Keep Pet Medication Away From Children
New research has warned parents about flea medications, heartworm pills and other animal medications as it may pose a poisoning risk to children at home. The report was published online on Feb. 6 in the journal Pediatrics.
The study revealed a poison center in Ohio had received 1,431 calls for poisoning from pet medication over the 15 years. Out of those calls, 88 percent were involving children under the age of 5. One in four of the poisonings happened while giving medicine to pets.
According to Fox News 93 percent of the cases, children ate or drank the pet medicines and 2.3 percent of calls involved children getting vet drugs in their eyes. Only 1.1 percent of cases were for skin exposure and children who went to a health facility for treatment was about 6 percent of the cases.
Kristi Roberts, study co-author from the Center for Injury Research and Policy at Nationwide Children's Hospital in Columbus, Ohio said pets are common and are important part of families with children. Animal medication can be dangerous when exposed to children.
WebMD reported that the drugs associated with poisoning 17 percent were veterinary products that have no human equivalent, 15 percent were antimicrobials to kill germs, another 15 percent were antiparasitics to kill parasites and 11 percent were analgesics to relieve pain.
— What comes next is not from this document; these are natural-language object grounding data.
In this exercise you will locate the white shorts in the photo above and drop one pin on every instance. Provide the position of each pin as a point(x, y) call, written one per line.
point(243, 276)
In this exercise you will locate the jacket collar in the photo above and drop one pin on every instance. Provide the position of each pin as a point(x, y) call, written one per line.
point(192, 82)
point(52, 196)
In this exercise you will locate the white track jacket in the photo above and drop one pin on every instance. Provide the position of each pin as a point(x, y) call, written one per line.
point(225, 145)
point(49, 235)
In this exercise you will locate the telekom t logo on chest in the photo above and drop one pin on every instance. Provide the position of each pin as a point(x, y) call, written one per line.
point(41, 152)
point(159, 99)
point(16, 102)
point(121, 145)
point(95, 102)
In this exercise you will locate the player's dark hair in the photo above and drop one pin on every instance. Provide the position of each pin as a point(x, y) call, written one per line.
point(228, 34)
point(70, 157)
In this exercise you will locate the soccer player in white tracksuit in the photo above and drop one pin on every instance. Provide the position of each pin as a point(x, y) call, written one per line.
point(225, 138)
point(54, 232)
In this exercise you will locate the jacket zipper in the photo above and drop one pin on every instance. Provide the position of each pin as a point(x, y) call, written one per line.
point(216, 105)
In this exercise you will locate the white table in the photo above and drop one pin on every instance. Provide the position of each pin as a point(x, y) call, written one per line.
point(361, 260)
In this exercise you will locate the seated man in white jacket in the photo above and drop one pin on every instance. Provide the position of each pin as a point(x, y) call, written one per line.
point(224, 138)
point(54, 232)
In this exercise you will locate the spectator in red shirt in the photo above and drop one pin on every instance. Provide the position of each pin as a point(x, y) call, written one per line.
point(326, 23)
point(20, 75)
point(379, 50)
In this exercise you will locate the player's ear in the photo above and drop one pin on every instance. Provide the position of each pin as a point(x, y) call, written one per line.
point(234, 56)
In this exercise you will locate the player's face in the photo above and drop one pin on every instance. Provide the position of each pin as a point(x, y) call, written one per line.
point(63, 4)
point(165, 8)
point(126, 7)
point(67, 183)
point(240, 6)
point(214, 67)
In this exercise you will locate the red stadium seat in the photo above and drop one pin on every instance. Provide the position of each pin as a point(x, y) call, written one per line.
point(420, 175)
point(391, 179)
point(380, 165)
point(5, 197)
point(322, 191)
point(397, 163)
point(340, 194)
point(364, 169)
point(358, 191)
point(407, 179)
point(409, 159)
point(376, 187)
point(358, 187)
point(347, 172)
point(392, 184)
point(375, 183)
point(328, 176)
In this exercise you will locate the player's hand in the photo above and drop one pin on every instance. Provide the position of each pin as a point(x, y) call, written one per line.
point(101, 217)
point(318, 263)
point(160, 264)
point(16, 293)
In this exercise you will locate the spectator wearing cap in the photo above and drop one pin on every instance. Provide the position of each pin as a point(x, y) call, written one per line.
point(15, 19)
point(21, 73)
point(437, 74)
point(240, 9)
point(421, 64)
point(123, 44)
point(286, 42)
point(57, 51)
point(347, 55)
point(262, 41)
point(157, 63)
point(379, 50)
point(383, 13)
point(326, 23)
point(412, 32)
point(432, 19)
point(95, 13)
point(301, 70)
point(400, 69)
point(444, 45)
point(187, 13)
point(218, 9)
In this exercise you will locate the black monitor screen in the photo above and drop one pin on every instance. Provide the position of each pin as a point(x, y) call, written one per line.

Roberts recommends to keep medication up, away and out of sight. Preferably in a locked cabinet. Store them away from human medicine.
Keep all medicines in their original containers with labels attached. Give pet medication away from children. Always check for a clean food bowl and make sure pets finish medication and not spit them out.
Roberts said that 96 percent of the exposure occurred at home and were not expected to result in long-term health effects. Some prescription both human and pets could he highly dangerous for small children even at low dosages.